What that means is you can watch it through your television – as long as you stream it from a compatible device in the first place.

You can also watch Optus Sport via the company’s website.

What will the coverage be like?

In addition to every World Cup fixture live, Optus says it will be showing “dedicated pre- and post-game analysis for every game” in addition to live and on-demand viewing options.

Socceroos great Mark Schwarzer will be among Optus’ team on the ground in Russia, and the network’s coverage of the English Premier League has impressed fans.

Mark Schwarzer
Mark Schwarzer has seamlessly made the transition from player to commentator. Photo: Getty

The timing of the Russia tournament is not particularly time-friendly for Australian fans, so expect some form of on-demand highlights or review show that consumers can tune into the next morning.

And what is left for SBS?

SBS, which claimed to reach 10.7 million Australians during the coverage of the 2014 World Cup, will offer its 25 matches “live, free and in HD with exclusive commentary from Martin Tyler”.
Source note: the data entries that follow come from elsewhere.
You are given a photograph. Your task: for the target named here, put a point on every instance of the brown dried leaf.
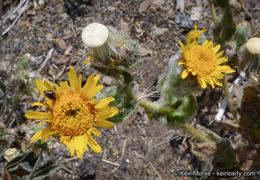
(204, 151)
(144, 5)
(49, 36)
(145, 52)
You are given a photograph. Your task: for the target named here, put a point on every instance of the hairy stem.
(213, 12)
(229, 98)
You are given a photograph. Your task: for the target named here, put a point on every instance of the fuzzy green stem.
(155, 107)
(229, 98)
(202, 135)
(213, 12)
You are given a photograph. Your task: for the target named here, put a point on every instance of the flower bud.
(110, 47)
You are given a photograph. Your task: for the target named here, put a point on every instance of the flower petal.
(38, 104)
(69, 142)
(202, 82)
(48, 86)
(93, 144)
(80, 144)
(90, 89)
(225, 69)
(109, 112)
(43, 134)
(184, 73)
(36, 115)
(65, 86)
(104, 124)
(103, 102)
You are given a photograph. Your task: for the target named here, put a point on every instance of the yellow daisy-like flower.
(194, 35)
(73, 113)
(203, 62)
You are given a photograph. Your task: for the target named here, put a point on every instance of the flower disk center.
(200, 59)
(72, 115)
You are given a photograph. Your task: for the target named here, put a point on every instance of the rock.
(159, 31)
(183, 21)
(144, 5)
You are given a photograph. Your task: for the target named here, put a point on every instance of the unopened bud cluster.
(110, 47)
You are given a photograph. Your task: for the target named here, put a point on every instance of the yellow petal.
(65, 86)
(80, 145)
(218, 55)
(36, 115)
(106, 114)
(202, 83)
(104, 124)
(225, 69)
(184, 73)
(182, 46)
(58, 89)
(96, 78)
(72, 76)
(216, 49)
(180, 63)
(48, 86)
(221, 60)
(43, 134)
(78, 84)
(38, 104)
(90, 89)
(103, 102)
(40, 123)
(69, 142)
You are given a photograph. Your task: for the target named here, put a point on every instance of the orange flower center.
(72, 115)
(200, 60)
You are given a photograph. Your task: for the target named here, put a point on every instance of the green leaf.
(185, 110)
(3, 87)
(124, 102)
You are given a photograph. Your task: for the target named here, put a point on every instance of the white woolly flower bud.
(109, 46)
(249, 56)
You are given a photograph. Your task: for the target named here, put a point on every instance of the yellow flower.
(73, 113)
(203, 63)
(194, 35)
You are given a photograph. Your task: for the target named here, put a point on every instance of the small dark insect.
(49, 94)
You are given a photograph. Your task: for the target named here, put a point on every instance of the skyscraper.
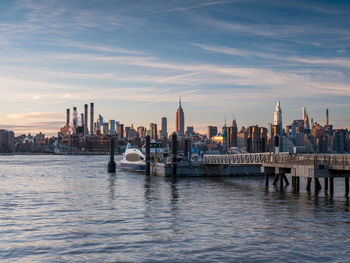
(180, 120)
(212, 131)
(112, 127)
(86, 131)
(277, 116)
(306, 120)
(164, 131)
(91, 118)
(153, 129)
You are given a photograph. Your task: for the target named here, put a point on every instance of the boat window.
(132, 157)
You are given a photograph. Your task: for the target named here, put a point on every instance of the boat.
(133, 160)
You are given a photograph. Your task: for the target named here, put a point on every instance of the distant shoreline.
(86, 154)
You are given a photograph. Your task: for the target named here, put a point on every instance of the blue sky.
(134, 58)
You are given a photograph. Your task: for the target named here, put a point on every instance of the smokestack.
(67, 118)
(91, 118)
(85, 120)
(75, 117)
(82, 120)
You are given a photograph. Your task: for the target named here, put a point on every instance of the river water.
(69, 209)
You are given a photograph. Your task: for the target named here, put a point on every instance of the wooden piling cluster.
(280, 176)
(111, 163)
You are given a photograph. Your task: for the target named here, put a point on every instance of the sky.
(134, 58)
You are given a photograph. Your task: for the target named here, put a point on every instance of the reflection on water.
(67, 208)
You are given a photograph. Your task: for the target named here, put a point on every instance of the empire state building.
(180, 120)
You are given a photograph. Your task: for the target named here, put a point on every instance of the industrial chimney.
(85, 119)
(67, 118)
(75, 117)
(91, 118)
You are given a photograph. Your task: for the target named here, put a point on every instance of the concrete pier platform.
(200, 169)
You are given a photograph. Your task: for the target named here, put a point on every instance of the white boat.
(133, 160)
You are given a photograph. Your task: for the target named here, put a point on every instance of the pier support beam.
(281, 180)
(111, 163)
(308, 184)
(331, 185)
(275, 179)
(266, 179)
(318, 186)
(148, 155)
(297, 186)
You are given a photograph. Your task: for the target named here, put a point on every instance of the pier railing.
(282, 158)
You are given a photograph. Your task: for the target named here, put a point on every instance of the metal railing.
(282, 158)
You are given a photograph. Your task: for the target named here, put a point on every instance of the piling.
(297, 183)
(111, 163)
(266, 179)
(285, 179)
(308, 184)
(174, 150)
(317, 185)
(275, 179)
(325, 184)
(148, 155)
(331, 185)
(281, 180)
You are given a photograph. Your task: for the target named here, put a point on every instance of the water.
(69, 209)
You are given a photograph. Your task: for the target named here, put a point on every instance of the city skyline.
(132, 60)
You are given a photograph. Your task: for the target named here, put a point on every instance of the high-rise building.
(164, 131)
(256, 139)
(75, 117)
(189, 131)
(212, 131)
(141, 131)
(180, 120)
(81, 122)
(99, 124)
(67, 117)
(127, 129)
(232, 134)
(277, 116)
(306, 120)
(86, 131)
(112, 127)
(120, 131)
(91, 118)
(153, 129)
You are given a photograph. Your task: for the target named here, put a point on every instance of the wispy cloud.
(35, 115)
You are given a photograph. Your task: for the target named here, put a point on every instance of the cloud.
(34, 115)
(50, 127)
(339, 62)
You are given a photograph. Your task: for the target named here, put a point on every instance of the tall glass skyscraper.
(180, 120)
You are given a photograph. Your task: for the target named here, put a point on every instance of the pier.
(313, 167)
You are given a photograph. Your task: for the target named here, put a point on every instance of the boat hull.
(133, 167)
The network will also stream all of its matches on The World Game website.

‘This is the way of the future’

Media expert Dr Sam Duncan said that fans had every right to be annoyed by the new deal.
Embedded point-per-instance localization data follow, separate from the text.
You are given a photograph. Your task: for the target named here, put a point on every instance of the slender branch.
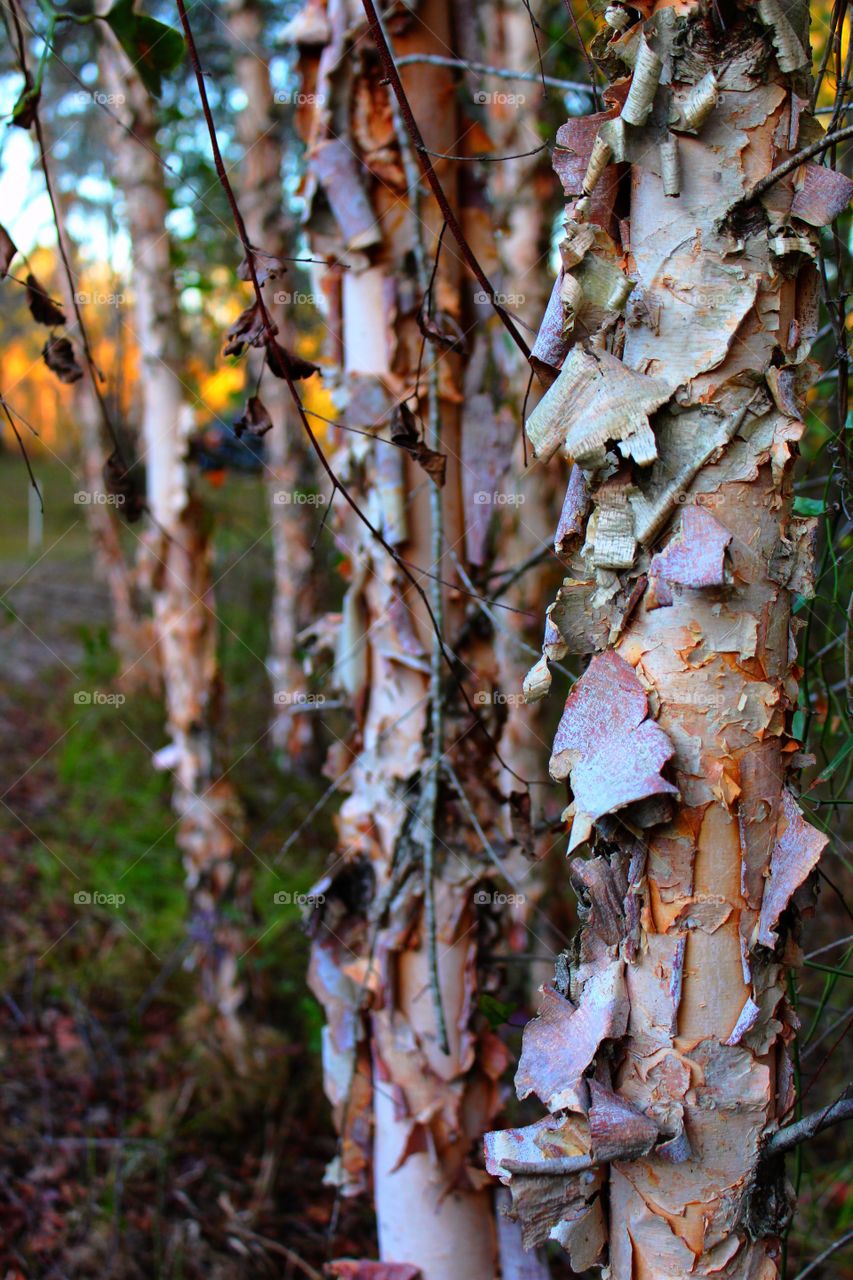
(498, 72)
(794, 163)
(821, 1257)
(803, 1129)
(392, 74)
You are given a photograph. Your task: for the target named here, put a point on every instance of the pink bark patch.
(614, 753)
(696, 557)
(796, 854)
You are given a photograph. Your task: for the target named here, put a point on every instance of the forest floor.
(129, 1146)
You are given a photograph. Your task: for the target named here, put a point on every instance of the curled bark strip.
(606, 744)
(796, 854)
(596, 400)
(719, 324)
(562, 1040)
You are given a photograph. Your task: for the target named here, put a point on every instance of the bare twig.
(389, 68)
(821, 1257)
(794, 163)
(803, 1129)
(497, 72)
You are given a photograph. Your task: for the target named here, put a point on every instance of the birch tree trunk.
(676, 353)
(132, 635)
(288, 469)
(178, 558)
(410, 1065)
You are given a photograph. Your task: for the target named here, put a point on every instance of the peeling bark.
(662, 1051)
(287, 464)
(176, 562)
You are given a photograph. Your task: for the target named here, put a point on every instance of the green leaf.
(495, 1011)
(153, 48)
(838, 759)
(808, 507)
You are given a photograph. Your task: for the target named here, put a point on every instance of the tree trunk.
(410, 1065)
(662, 1051)
(178, 558)
(132, 635)
(288, 467)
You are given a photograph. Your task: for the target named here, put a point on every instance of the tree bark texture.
(675, 351)
(288, 467)
(398, 932)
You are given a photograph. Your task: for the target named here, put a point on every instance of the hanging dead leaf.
(404, 434)
(8, 251)
(59, 356)
(126, 487)
(41, 305)
(283, 362)
(254, 420)
(267, 266)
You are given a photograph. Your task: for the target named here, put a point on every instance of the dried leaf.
(247, 330)
(127, 487)
(59, 356)
(41, 305)
(267, 266)
(279, 360)
(404, 434)
(254, 420)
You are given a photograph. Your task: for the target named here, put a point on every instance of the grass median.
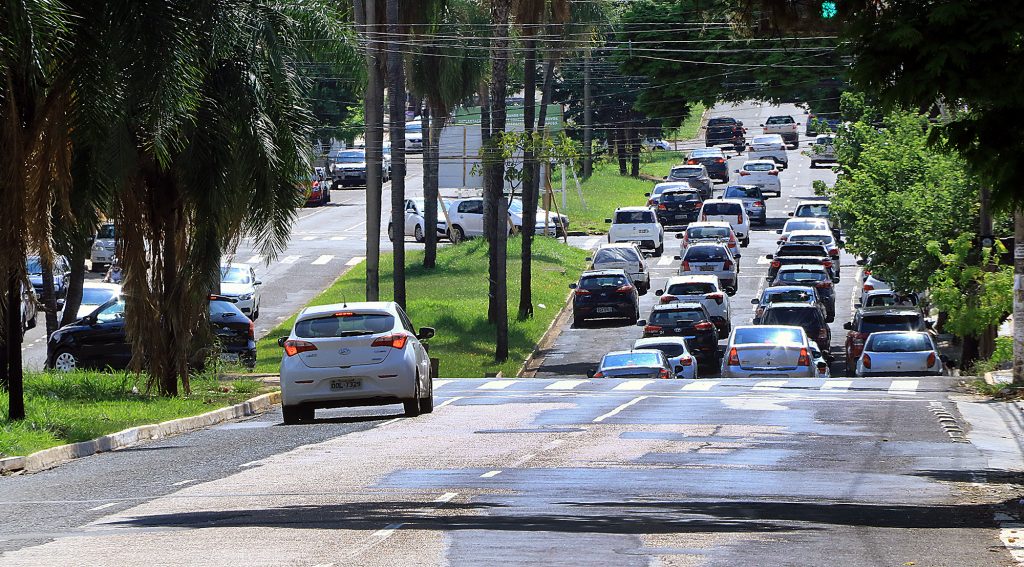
(453, 299)
(78, 406)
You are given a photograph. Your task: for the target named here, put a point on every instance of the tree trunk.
(396, 89)
(1019, 296)
(588, 120)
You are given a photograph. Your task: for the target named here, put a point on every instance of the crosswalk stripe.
(496, 385)
(837, 385)
(769, 385)
(564, 384)
(701, 386)
(903, 386)
(633, 385)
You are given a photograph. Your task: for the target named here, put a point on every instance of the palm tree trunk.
(396, 89)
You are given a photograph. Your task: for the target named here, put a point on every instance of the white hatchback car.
(354, 354)
(731, 211)
(637, 224)
(762, 173)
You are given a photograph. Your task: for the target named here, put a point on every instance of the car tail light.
(805, 358)
(394, 341)
(294, 347)
(733, 357)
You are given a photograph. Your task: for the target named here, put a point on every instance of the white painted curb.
(52, 456)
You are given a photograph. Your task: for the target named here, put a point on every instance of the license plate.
(337, 385)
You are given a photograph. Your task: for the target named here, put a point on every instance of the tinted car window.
(634, 217)
(342, 324)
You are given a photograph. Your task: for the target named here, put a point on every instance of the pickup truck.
(785, 127)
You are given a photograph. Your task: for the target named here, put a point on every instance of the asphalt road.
(579, 349)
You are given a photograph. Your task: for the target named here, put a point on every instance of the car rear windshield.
(873, 323)
(722, 209)
(768, 335)
(800, 316)
(691, 289)
(631, 359)
(706, 254)
(634, 217)
(599, 281)
(902, 342)
(344, 323)
(666, 317)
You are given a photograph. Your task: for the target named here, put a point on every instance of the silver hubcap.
(65, 362)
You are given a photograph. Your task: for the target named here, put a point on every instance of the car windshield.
(898, 342)
(599, 281)
(235, 275)
(105, 231)
(691, 289)
(634, 217)
(667, 317)
(96, 296)
(873, 323)
(631, 359)
(352, 157)
(344, 323)
(769, 336)
(706, 254)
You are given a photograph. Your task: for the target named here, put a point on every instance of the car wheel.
(65, 361)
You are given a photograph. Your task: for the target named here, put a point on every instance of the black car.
(812, 275)
(98, 341)
(676, 207)
(604, 294)
(689, 320)
(725, 131)
(806, 315)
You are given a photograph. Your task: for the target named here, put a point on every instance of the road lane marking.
(769, 385)
(836, 385)
(496, 385)
(701, 386)
(564, 384)
(633, 385)
(903, 387)
(616, 410)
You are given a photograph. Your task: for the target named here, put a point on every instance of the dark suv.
(604, 294)
(873, 319)
(689, 320)
(806, 315)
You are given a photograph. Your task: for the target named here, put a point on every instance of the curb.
(47, 459)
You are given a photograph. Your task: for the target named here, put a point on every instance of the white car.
(627, 257)
(350, 354)
(768, 146)
(900, 353)
(675, 350)
(709, 232)
(637, 224)
(239, 282)
(701, 289)
(762, 173)
(415, 221)
(731, 211)
(466, 216)
(770, 351)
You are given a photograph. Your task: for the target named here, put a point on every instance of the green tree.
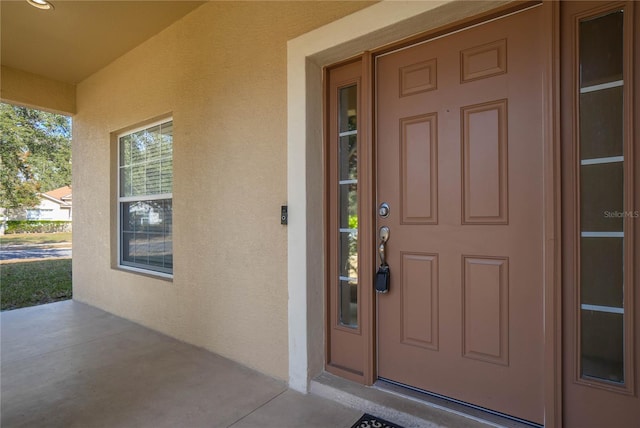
(35, 154)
“I think all fans of all sports who are used to accessing the game for free have the right to feel aggrieved when sports choose to make their game less accessible,” he told The New Daily.

“In a competitive sporting market where sports need money, it’s understandable to a point, but it doesn’t mean we have to like it.

“We’re constantly being asked to pay more to access what we once accessed for free … eventually we’ll have to say ‘no’.”

Australia Socceroos
Australia has never made it past the round of 16 stage at a World Cup.

But Duncan also said that the landscape around consuming sport was changing rapidly and that fans should get used to the idea of watching something via non-traditional methods.

“Telecommunication companies are a legitimate player in streaming sport and see sport as valuable content … this is the way of the future,” he said.

“Younger demographics are gravitating to the idea of watching sport on mobile devices.

“I don’t think traditional broadcasting of sport is going to die anytime soon, but I do think streaming is only going to become more prevalent and as such, the digital rights to all sports is going to rise in value.

“Our consumer habits are changing – more rapidly than we think.”